Por los jóvenes que en los ochenta soñaron con libertad
y solo encontraron fusiles.
Por los cuerpos sin nombre que aún duermen en las montañas,
bajo una bandera roja y negra que prometía justicia.
Gracias por robar en nombre del pueblo,
por confundir revolución con poder
y patria con propiedad privada.
Gracias porque lograste que la revolución fuera un éxito…
pero solo para tu familia y tus allegados,
esa nueva oligarquía que aprendió rápido a vivir del Estado,
llamando al privilegio victoria y al abuso, justicia social.
Gracias por haber dividido a familias enteras:
madres que ya no hablan con sus hijos,
amigos que se dejaron de abrazar,
porque en Nicaragua ya no hay espacio para el disenso.

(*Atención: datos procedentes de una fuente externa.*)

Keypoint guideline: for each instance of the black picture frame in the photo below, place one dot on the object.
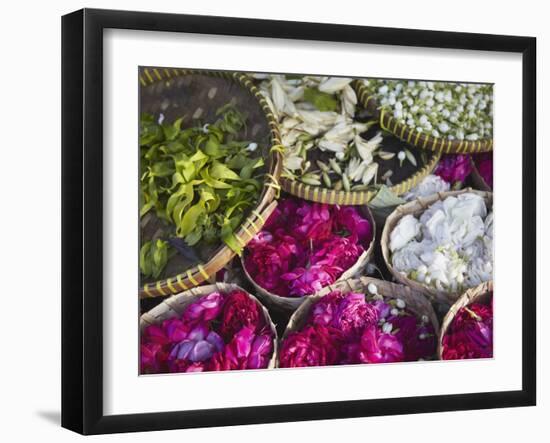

Gracias por vestir de gloria la represión,
por convertir la mejor policía de Centroamérica
en una maquinaria del miedo
que dispara contra su propia gente
y protege la impunidad.
Gracias porque cada año liberás a miles de violadores,
asesinos, ladrones y femicidas,
mientras encarcelás a quienes solo piden libertad
y sueñan con un país distinto.
Gracias por hablar del imperio yanqui
mientras abrís las puertas del país a China,
vendiendo soberanía como si fuera un souvenir,
mientras te llenás la boca hablando de patria
con la lengua manchada de concesiones.
Gracias por fracturar a un pueblo que amaba la misma tierra,
por separar los abrazos entre quienes viven el miedo
y quienes resisten desde el exilio,
por convertir las fronteras en heridas
y el silencio en una forma de resistir.
Gracias por la Nicaragua que nos dejás:
una parodia de nación hecha a tu medida,
donde la justicia es una sombra,
la verdad un crimen
y soñar, un acto de resistencia.
Pasarás a la historia, sí —
no por liberar a un pueblo,
sino por someterlo al miedo y al silencio.
Y cuando el futuro te mire con distancia,
no recordará tus discursos,
sino cómo convertiste la esperanza en dictadura.
Gracias por hacer “linda” mi Nicaragua…
a fuerza de dolor, exilio y mentira.